Автор книги: Сергей Антонов
Жанр:
Альтернативная история
сообщить о нарушении
Текущая страница: 4 (всего у книги 59 страниц) [доступный отрывок для чтения: 21 страниц]
В течение минуты фашист не произнес ни слова. Заложив руки за спину, он раскачивался на каблуках, очевидно размышляя над тем, пристрелить гостя сразу или сначала помучить. Однако названное Анатолием имя заставило его удержаться от слишком поспешных действий.
– Пойдем, но предупреждаю, если опять шутишь, будешь сидеть рядом с Цербером и обучаться лаю.
Анатолий последовал за офицером. Он уже бывал на Тверской. Хорошо помнил отделанные светло-серым мрамором стены, красные гранитные полы и бесчисленные плакаты с лозунгами и картинками, которые вывешивались на любом подходящем месте. Первое место среди всех картинок уверенно занимало изображение черного человечка, перечеркнутое красной линией. Дальше по списку шла свастика.
По платформе расхаживали дюжие парни с каменными лицами, вооруженные автоматами и дубинками. Большинство было в беретах, от чего станция напоминала поле, усеянное грибами с черными шляпками. Анатолий чувствовал на себе неприязненные взгляды, которыми на станции, наверное, встречали любого чужака. Офицер повел Анатолия к центру зала, где у перехода на Пушкинскую, рядом с застывшими эскалаторами, стояли четверо высокопоставленных офицеров. Об их высоком положении в фашистской табели о рангах свидетельствовали черная форма и фуражки с высокими, украшенными орлами, тульями.
Проводник приказал Анатолию остановиться, подошел к группе офицеров, вскинул руку в римском приветствии и перекинулся несколькими словами с фашистом, который не был обрит, а наоборот, бравировал своей огненно-рыжей шевелюрой.
– Ты ко мне? – строго спросил рыжий, приблизившись к Анатолию. – Что-то не припоминаю…
– Вам привет от дяди Миши.
Узкие губы скривились в улыбке, которую можно было только с большой натяжкой назвать приветливой.
– О! Слышал. Много слышал. Молодец, что сколотил свою банду. Вождь прирожденный твой дядя Миша. И как он?
Анатолий бормотал о том, что дядя Миша чувствует себя превосходно, а думал о товарищах-анархистах, которых фашист окрестил бандой. Если уж анархисты были бандой, то как следует называть подданных Рейха?
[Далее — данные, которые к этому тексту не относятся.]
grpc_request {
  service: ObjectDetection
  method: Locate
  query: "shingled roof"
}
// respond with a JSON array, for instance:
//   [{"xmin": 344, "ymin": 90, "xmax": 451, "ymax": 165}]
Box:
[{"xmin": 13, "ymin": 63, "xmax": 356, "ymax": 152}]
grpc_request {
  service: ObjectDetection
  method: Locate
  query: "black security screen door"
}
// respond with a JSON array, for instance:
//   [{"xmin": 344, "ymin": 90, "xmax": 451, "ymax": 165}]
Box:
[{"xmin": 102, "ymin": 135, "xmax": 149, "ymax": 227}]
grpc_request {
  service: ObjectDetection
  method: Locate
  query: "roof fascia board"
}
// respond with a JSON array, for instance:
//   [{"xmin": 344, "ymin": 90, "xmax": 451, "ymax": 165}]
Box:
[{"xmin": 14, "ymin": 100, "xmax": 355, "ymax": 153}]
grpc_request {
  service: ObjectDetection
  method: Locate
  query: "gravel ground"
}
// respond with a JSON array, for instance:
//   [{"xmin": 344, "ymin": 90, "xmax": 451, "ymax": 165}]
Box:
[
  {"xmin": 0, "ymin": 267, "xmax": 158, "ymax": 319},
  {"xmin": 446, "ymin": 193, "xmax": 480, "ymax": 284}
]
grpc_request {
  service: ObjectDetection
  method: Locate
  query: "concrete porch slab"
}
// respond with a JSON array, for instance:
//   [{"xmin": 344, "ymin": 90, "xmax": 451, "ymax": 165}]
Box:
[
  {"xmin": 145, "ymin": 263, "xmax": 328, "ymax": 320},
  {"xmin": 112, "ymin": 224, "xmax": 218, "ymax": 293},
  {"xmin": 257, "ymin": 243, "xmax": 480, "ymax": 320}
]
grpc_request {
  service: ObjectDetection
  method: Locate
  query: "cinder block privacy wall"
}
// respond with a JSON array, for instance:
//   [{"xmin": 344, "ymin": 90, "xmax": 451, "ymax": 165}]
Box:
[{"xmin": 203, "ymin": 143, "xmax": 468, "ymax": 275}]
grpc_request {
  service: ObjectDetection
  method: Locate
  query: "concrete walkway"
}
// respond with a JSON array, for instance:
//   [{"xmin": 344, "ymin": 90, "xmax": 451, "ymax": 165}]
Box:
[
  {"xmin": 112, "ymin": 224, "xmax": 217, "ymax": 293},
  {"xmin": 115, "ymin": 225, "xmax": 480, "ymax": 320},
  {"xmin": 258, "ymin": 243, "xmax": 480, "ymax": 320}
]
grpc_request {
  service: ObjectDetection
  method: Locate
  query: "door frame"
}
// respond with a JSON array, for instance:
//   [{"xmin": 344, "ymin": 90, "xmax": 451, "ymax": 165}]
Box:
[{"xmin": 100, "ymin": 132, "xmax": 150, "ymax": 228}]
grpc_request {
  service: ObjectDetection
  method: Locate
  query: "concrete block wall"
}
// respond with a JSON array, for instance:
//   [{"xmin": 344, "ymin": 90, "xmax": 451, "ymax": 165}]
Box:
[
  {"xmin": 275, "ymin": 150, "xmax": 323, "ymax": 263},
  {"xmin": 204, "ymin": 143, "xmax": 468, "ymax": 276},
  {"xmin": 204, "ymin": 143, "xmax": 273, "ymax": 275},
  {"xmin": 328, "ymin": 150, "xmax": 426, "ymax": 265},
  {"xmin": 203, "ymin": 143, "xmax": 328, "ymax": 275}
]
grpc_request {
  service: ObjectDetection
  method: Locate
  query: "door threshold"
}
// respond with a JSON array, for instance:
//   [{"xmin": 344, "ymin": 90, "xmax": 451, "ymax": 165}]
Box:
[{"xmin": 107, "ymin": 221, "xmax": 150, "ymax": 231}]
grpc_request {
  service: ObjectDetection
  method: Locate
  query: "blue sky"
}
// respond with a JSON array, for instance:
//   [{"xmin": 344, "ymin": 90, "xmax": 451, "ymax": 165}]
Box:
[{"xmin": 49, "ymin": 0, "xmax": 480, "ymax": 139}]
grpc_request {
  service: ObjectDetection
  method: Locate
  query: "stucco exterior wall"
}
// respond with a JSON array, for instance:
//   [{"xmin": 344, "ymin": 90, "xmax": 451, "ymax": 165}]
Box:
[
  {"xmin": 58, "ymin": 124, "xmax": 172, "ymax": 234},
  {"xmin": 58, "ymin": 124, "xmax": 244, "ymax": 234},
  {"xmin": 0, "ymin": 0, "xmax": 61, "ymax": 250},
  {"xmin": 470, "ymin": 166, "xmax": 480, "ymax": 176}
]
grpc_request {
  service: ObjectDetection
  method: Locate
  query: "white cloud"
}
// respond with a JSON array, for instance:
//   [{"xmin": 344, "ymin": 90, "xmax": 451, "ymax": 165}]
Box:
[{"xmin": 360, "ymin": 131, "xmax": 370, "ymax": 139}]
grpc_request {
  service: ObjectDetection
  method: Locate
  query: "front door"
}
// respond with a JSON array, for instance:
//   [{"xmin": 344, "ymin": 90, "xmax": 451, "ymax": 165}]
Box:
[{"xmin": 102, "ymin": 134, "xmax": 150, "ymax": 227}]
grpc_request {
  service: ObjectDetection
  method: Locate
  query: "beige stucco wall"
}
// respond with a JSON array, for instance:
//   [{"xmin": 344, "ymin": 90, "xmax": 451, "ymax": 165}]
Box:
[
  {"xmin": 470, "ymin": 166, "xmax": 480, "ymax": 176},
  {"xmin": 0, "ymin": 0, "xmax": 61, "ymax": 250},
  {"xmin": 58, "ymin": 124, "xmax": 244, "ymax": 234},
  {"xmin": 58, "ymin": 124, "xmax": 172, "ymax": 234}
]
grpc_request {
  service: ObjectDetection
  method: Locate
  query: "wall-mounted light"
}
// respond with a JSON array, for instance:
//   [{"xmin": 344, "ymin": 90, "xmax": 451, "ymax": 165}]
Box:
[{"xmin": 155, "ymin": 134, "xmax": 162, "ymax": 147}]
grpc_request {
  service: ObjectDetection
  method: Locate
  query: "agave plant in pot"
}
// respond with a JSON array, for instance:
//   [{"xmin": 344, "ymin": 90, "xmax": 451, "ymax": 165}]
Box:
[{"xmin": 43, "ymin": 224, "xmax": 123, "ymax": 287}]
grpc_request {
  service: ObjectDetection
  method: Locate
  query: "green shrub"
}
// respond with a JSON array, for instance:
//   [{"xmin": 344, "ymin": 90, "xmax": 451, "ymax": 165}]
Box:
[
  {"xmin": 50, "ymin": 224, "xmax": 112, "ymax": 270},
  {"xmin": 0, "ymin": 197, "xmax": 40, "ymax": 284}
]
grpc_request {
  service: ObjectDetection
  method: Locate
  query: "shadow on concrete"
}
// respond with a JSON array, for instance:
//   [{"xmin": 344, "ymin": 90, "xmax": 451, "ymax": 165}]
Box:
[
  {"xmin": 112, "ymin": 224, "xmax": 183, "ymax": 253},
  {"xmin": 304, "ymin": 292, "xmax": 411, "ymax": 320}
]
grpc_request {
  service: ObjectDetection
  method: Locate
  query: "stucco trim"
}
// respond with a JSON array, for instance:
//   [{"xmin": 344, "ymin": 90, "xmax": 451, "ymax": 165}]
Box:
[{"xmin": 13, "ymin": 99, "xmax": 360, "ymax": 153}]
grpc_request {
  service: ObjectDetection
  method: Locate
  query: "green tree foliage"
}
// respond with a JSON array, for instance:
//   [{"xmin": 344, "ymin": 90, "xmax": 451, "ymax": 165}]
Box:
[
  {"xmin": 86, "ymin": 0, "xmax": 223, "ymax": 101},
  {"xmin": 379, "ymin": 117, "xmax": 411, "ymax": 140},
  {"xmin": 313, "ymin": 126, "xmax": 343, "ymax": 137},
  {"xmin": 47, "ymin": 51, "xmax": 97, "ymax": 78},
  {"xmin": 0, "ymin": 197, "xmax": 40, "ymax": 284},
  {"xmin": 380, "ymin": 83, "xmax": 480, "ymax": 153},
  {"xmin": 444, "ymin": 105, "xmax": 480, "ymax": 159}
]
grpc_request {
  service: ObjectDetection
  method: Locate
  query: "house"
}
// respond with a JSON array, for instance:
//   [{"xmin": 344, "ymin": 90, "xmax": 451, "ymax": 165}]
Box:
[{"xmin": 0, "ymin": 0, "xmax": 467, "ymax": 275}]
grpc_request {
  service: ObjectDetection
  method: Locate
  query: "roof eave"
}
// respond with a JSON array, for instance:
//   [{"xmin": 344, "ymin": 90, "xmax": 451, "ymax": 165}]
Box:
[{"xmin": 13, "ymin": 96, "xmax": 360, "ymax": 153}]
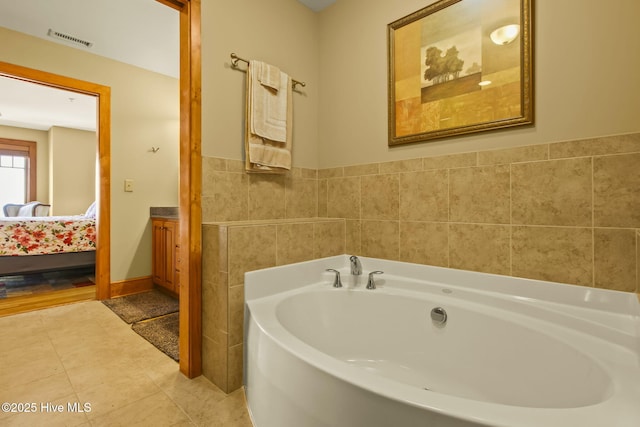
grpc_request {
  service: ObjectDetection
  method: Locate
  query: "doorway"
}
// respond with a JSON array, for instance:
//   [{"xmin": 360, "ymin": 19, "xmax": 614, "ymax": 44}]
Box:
[{"xmin": 0, "ymin": 62, "xmax": 111, "ymax": 299}]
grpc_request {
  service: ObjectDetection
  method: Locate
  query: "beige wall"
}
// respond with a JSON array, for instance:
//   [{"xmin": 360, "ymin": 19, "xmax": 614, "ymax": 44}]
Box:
[
  {"xmin": 0, "ymin": 125, "xmax": 49, "ymax": 203},
  {"xmin": 0, "ymin": 26, "xmax": 180, "ymax": 281},
  {"xmin": 202, "ymin": 0, "xmax": 320, "ymax": 168},
  {"xmin": 202, "ymin": 0, "xmax": 640, "ymax": 168},
  {"xmin": 318, "ymin": 0, "xmax": 640, "ymax": 168},
  {"xmin": 49, "ymin": 126, "xmax": 98, "ymax": 216}
]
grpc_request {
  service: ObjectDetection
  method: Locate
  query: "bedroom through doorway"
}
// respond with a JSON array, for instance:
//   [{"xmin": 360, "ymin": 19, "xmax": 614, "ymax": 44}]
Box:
[{"xmin": 0, "ymin": 62, "xmax": 111, "ymax": 316}]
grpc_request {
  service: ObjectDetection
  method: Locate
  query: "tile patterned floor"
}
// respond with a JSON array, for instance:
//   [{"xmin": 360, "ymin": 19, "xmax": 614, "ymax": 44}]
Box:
[{"xmin": 0, "ymin": 301, "xmax": 252, "ymax": 427}]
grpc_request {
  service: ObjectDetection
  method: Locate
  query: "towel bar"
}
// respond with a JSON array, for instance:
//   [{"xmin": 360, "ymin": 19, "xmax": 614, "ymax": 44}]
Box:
[{"xmin": 231, "ymin": 53, "xmax": 307, "ymax": 90}]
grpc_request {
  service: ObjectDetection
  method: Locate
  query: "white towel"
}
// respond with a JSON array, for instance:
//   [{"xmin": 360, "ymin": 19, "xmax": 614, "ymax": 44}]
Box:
[
  {"xmin": 245, "ymin": 61, "xmax": 293, "ymax": 173},
  {"xmin": 254, "ymin": 61, "xmax": 281, "ymax": 92},
  {"xmin": 247, "ymin": 61, "xmax": 290, "ymax": 142}
]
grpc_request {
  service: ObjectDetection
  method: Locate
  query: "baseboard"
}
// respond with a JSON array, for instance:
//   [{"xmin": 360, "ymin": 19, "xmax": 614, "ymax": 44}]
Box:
[{"xmin": 111, "ymin": 276, "xmax": 153, "ymax": 298}]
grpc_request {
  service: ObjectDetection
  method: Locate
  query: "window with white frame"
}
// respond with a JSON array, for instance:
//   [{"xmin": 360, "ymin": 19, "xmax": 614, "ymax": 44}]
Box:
[{"xmin": 0, "ymin": 138, "xmax": 36, "ymax": 216}]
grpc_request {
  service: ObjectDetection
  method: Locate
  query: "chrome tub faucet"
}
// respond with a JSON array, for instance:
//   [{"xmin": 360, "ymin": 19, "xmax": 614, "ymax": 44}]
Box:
[
  {"xmin": 367, "ymin": 271, "xmax": 384, "ymax": 289},
  {"xmin": 326, "ymin": 268, "xmax": 342, "ymax": 288},
  {"xmin": 349, "ymin": 255, "xmax": 362, "ymax": 276}
]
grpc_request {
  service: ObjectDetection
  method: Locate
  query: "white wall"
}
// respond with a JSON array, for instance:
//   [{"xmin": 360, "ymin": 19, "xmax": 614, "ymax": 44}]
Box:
[{"xmin": 318, "ymin": 0, "xmax": 640, "ymax": 168}]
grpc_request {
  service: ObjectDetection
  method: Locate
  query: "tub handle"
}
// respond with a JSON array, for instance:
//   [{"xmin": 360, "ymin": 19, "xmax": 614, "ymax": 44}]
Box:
[
  {"xmin": 367, "ymin": 271, "xmax": 384, "ymax": 289},
  {"xmin": 431, "ymin": 307, "xmax": 447, "ymax": 325},
  {"xmin": 326, "ymin": 268, "xmax": 342, "ymax": 288}
]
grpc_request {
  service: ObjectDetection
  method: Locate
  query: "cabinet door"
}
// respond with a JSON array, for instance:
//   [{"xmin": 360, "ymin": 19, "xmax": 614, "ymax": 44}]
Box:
[
  {"xmin": 164, "ymin": 221, "xmax": 177, "ymax": 292},
  {"xmin": 151, "ymin": 219, "xmax": 166, "ymax": 286}
]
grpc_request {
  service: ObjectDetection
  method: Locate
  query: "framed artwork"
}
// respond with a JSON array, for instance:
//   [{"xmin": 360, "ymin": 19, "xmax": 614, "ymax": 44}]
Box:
[{"xmin": 387, "ymin": 0, "xmax": 533, "ymax": 146}]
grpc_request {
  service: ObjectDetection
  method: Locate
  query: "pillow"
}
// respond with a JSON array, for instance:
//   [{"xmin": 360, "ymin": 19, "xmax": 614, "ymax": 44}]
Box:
[
  {"xmin": 17, "ymin": 202, "xmax": 38, "ymax": 216},
  {"xmin": 84, "ymin": 202, "xmax": 96, "ymax": 218}
]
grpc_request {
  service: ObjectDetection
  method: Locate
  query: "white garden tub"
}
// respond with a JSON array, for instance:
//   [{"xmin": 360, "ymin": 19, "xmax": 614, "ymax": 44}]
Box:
[{"xmin": 244, "ymin": 255, "xmax": 640, "ymax": 427}]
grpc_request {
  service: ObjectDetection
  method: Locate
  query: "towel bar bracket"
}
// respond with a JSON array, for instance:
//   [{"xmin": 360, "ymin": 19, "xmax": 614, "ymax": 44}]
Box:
[{"xmin": 231, "ymin": 53, "xmax": 307, "ymax": 90}]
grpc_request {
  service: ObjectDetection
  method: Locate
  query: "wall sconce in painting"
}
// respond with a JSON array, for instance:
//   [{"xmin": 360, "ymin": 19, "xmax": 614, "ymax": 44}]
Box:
[{"xmin": 489, "ymin": 24, "xmax": 520, "ymax": 45}]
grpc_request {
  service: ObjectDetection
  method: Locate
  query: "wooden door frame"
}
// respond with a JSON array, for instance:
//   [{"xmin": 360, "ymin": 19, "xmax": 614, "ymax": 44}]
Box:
[
  {"xmin": 157, "ymin": 0, "xmax": 202, "ymax": 378},
  {"xmin": 0, "ymin": 0, "xmax": 202, "ymax": 378},
  {"xmin": 0, "ymin": 61, "xmax": 111, "ymax": 299}
]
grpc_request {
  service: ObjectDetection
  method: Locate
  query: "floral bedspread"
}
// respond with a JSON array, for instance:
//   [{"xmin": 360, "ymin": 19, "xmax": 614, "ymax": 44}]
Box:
[{"xmin": 0, "ymin": 215, "xmax": 96, "ymax": 256}]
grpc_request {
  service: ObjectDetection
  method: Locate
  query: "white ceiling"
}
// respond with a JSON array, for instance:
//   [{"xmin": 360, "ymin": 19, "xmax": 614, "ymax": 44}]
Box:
[
  {"xmin": 0, "ymin": 0, "xmax": 180, "ymax": 130},
  {"xmin": 0, "ymin": 0, "xmax": 335, "ymax": 130}
]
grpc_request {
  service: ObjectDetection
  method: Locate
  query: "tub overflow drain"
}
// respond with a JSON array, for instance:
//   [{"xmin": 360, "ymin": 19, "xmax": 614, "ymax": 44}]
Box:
[{"xmin": 431, "ymin": 307, "xmax": 447, "ymax": 325}]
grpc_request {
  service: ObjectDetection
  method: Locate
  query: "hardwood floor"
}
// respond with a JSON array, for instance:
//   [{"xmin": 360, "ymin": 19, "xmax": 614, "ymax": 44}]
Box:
[
  {"xmin": 0, "ymin": 285, "xmax": 96, "ymax": 317},
  {"xmin": 0, "ymin": 269, "xmax": 96, "ymax": 317}
]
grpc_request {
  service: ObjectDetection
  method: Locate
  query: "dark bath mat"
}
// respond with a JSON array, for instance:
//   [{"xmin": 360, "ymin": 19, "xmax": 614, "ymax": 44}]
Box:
[
  {"xmin": 102, "ymin": 290, "xmax": 179, "ymax": 323},
  {"xmin": 131, "ymin": 313, "xmax": 180, "ymax": 362}
]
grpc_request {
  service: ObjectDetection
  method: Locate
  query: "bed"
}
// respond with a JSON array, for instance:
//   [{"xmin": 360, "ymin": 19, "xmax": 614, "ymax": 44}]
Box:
[{"xmin": 0, "ymin": 215, "xmax": 96, "ymax": 275}]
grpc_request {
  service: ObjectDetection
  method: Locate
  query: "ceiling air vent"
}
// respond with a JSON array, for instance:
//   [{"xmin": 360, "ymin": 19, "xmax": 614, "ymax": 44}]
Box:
[{"xmin": 47, "ymin": 28, "xmax": 93, "ymax": 47}]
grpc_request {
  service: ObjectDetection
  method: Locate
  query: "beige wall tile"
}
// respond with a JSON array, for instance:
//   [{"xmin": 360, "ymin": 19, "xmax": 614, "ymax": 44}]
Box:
[
  {"xmin": 202, "ymin": 277, "xmax": 218, "ymax": 336},
  {"xmin": 593, "ymin": 228, "xmax": 636, "ymax": 292},
  {"xmin": 213, "ymin": 172, "xmax": 249, "ymax": 221},
  {"xmin": 422, "ymin": 152, "xmax": 478, "ymax": 170},
  {"xmin": 200, "ymin": 196, "xmax": 216, "ymax": 222},
  {"xmin": 202, "ymin": 273, "xmax": 229, "ymax": 337},
  {"xmin": 593, "ymin": 153, "xmax": 640, "ymax": 228},
  {"xmin": 285, "ymin": 178, "xmax": 318, "ymax": 218},
  {"xmin": 202, "ymin": 332, "xmax": 228, "ymax": 391},
  {"xmin": 202, "ymin": 157, "xmax": 227, "ymax": 197},
  {"xmin": 202, "ymin": 224, "xmax": 220, "ymax": 282},
  {"xmin": 274, "ymin": 222, "xmax": 313, "ymax": 265},
  {"xmin": 228, "ymin": 285, "xmax": 244, "ymax": 347},
  {"xmin": 360, "ymin": 220, "xmax": 400, "ymax": 260},
  {"xmin": 345, "ymin": 220, "xmax": 362, "ymax": 254},
  {"xmin": 478, "ymin": 144, "xmax": 549, "ymax": 166},
  {"xmin": 228, "ymin": 225, "xmax": 276, "ymax": 286},
  {"xmin": 218, "ymin": 225, "xmax": 229, "ymax": 273},
  {"xmin": 380, "ymin": 159, "xmax": 422, "ymax": 173},
  {"xmin": 227, "ymin": 159, "xmax": 246, "ymax": 173},
  {"xmin": 327, "ymin": 177, "xmax": 360, "ymax": 219},
  {"xmin": 318, "ymin": 179, "xmax": 329, "ymax": 217},
  {"xmin": 449, "ymin": 224, "xmax": 510, "ymax": 274},
  {"xmin": 511, "ymin": 226, "xmax": 593, "ymax": 286},
  {"xmin": 549, "ymin": 133, "xmax": 640, "ymax": 159},
  {"xmin": 449, "ymin": 165, "xmax": 510, "ymax": 224},
  {"xmin": 511, "ymin": 157, "xmax": 592, "ymax": 226},
  {"xmin": 302, "ymin": 168, "xmax": 318, "ymax": 180},
  {"xmin": 344, "ymin": 163, "xmax": 380, "ymax": 176},
  {"xmin": 249, "ymin": 174, "xmax": 285, "ymax": 219},
  {"xmin": 225, "ymin": 343, "xmax": 246, "ymax": 394},
  {"xmin": 400, "ymin": 169, "xmax": 449, "ymax": 221},
  {"xmin": 360, "ymin": 175, "xmax": 399, "ymax": 220},
  {"xmin": 313, "ymin": 220, "xmax": 346, "ymax": 258},
  {"xmin": 318, "ymin": 167, "xmax": 344, "ymax": 179},
  {"xmin": 400, "ymin": 221, "xmax": 449, "ymax": 267}
]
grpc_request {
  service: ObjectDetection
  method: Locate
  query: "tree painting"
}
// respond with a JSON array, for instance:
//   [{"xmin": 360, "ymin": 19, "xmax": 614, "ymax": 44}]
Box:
[{"xmin": 424, "ymin": 45, "xmax": 464, "ymax": 84}]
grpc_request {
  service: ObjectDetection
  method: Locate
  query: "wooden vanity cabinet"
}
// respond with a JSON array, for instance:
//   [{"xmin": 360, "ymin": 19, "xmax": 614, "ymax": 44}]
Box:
[{"xmin": 151, "ymin": 218, "xmax": 180, "ymax": 294}]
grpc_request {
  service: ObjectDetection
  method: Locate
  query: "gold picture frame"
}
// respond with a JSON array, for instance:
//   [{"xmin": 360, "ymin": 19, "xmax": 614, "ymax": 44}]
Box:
[{"xmin": 387, "ymin": 0, "xmax": 534, "ymax": 146}]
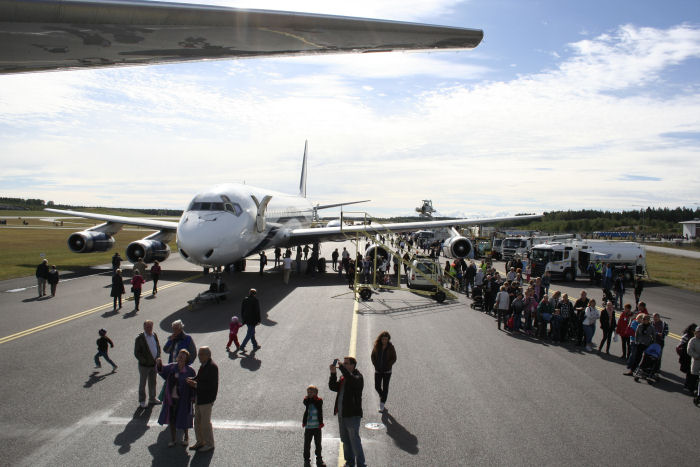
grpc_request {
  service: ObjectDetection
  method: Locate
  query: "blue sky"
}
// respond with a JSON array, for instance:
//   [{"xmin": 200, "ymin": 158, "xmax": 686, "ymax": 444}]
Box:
[{"xmin": 0, "ymin": 0, "xmax": 700, "ymax": 216}]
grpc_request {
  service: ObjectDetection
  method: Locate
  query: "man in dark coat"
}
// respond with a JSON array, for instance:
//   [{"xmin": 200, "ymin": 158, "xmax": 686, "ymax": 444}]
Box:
[
  {"xmin": 187, "ymin": 346, "xmax": 219, "ymax": 452},
  {"xmin": 36, "ymin": 259, "xmax": 49, "ymax": 297},
  {"xmin": 328, "ymin": 357, "xmax": 365, "ymax": 467},
  {"xmin": 134, "ymin": 319, "xmax": 160, "ymax": 408},
  {"xmin": 240, "ymin": 289, "xmax": 260, "ymax": 352}
]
Изверги? Ублюдки? Нет. Чересчур мягко. Жаль, что Аршинов не выдал второй мины. Этим создателям людей нового типа тоже не повредил бы хороший заряд динамита.
Сообщение о том, что Анатолий не один и через Тверскую требуется без обыска пропустить еще семь человек, не вызвало у Малюты особого энтузиазма. Однако, поморщившись, он все-таки отдал распоряжение беспрепятственно вывести группу за пределы Рейха и даже, подчеркивая свое особое расположение к дяде Мише, приглашал заглядывать еще. Анатолий выдавил в ответ улыбку. Он считал, что для полной гармонии рыжему красавцу очень не хватает стального ошейника на шее. И многое отдал бы за то, чтобы увидеть, что получится, если посадить Малюту на цепь вместо несчастного горбуна.
Глава 5Клаустрофобия
По мере удаления от Рейха и его населения становилось все легче и легче дышать. Чего заслуживают фанатики, привыкшие сортировать людей по внешним признакам, расставлять их на ступенях воображаемой лестницы, по которой кого-то отправляют прямиком в ад, тогда как для себя они зарезервировали верхние ступени? Люди, которые способны забыть все человеческое в себе и выбить это человеческое прикладами из других? Люди, которые обращаются с арестантами, как с псами, а собак обхаживают лучше иных людей?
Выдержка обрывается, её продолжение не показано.